Heute wird Putin erstmals seit vier Jahren wieder vor dem Kanzleramt vorfahren. So viel Zeit lag noch nie zwischen zwei Besuchen. Und das Verhältnis zum Westen ist so schlecht wie seit fast 30 Jahren nicht mehr. Nur wenige Meter von der Stelle entfernt, wo der "Eiserne Vorhang" Europa teilte, kommen nun Merkel und Frankreichs Präsident Francois Hollande mit Putin zusammen, um auszuloten, was man überhaupt noch gemeinsam zustande bringen kann. Mit dabei ist der ukrainische Präsident Petro Poroschenko , weil es in erster Linie um den Friedensprozess in der Ost-Ukraine gehen soll. Merkel und Hollande wollen mit Putin aber auch über Syrien sprechen. Bomben auf Krankenhäuser und Hilfskonvois schockieren die Welt. Russland und seinem Verbündeten Assad werden Kriegsverbrechen vorgeworfen.

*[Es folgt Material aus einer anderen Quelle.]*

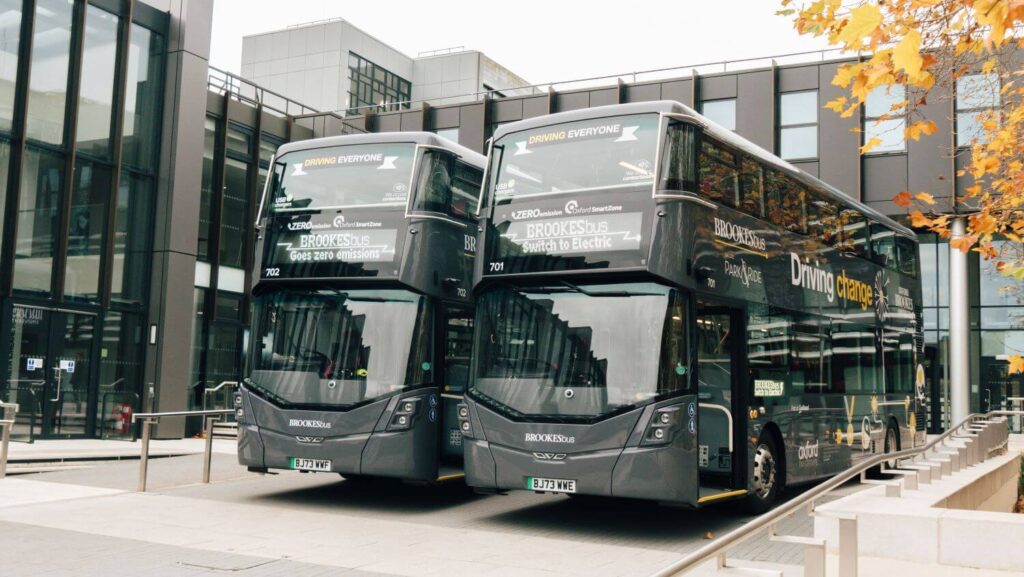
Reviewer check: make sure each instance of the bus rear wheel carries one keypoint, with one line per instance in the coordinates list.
(767, 477)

Kann man in einer solchen Situation Putin überhaupt in Berlin empfangen? "Sprechen ist immer wieder notwendig, auch wenn die Meinungen sehr stark auseinander gehen", sagt Merkel. Dennoch kann der Besuch Putins für sie zur schwierigen Gratwanderung werden. Wenn nichts herauskommt, könnte am Ende einzig Putin davon profitieren. Für den Kreml ist die Reise nach Berlin eine Genugtuung. Von Isolation keine Spur - so sieht es Moskau. "Russland fühlt sich verletzt, wenn der Westen die Gespräche immer nur auf die Konflikte in Syrien und in der Ukraine verengt", sagt der Politologe Wladislaw Below. Zwar seien das wichtige Themen. "Aber Moskau fühlt sich unabhängig davon. Der Kreml versteht sich nicht als Konfliktpartei, sondern als Konfliktlösungspartei", betont der Experte von der Akademie der Wissenschaften in Moskau.

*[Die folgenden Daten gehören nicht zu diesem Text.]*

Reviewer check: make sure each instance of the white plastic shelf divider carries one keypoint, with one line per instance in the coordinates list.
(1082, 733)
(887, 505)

Sein Kollege Viktor Mironenko sieht es bereits als Erfolg, dass die Verhandlungen überhaupt stattfinden. "Merkel hält den Gesprächskanal zu Russland offen, während es mit den USA und Frankreich keinen wirklichen Dialog mehr gibt", meint der Politologe. Das ist die große Chance des Treffens für Merkel. In der Ukraine-Krise hat Deutschland auf der Seite des Westens schon lange die Federführung in den Verhandlungen mit Russland. Jetzt soll der Ukraine-Gipfel genutzt werden, um den Gesprächsfaden auch in Sachen Syrien aufrechtzuerhalten. Und das in einer Situation, in der zwischen Washington und Moskau nicht mehr viel geht. Trotzdem gab sich Merkel gestern zurückhaltend: "Sicherlich darf man keine Wunder erwarten." Frau Göring-Eckardt, was erwarten Sie von der Begegnung Merkels mit Putin heute?

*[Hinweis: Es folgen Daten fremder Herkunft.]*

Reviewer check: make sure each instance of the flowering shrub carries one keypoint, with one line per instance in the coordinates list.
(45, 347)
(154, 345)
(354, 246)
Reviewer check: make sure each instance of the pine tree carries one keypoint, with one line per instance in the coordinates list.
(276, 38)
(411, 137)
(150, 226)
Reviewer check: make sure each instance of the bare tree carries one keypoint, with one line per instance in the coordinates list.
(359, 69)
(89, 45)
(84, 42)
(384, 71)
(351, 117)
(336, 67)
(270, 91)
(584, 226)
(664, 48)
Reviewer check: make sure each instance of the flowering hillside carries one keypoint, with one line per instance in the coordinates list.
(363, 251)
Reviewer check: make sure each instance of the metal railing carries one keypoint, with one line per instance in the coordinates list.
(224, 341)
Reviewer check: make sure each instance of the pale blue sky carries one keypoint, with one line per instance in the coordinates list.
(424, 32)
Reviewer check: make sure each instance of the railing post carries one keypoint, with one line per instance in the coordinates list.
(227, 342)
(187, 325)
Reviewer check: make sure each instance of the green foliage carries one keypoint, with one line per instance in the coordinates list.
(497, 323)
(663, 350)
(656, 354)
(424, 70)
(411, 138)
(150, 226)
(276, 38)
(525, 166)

Göring-Eckardt: Es ist gut, dass es wieder ein hochrangiges Treffen zum russisch-ukrainischen Konflikt gibt, an dem neben Putin selbstverständlich auch der ukrainische Präsident Poroschenko teilnimmt. Der Krieg in der Ukraine dauert leider immer noch an. Die Frage wird nicht nur sein, ob man sich auf etwas einigen kann, sondern ob sich Putin an Regeln und Vereinbarungen halten wird und ob die Ukraine ihrerseits die verabredeten Reformen auch umsetzt.

Wann wäre das Treffen aus Ihrer Sicht ein Erfolg?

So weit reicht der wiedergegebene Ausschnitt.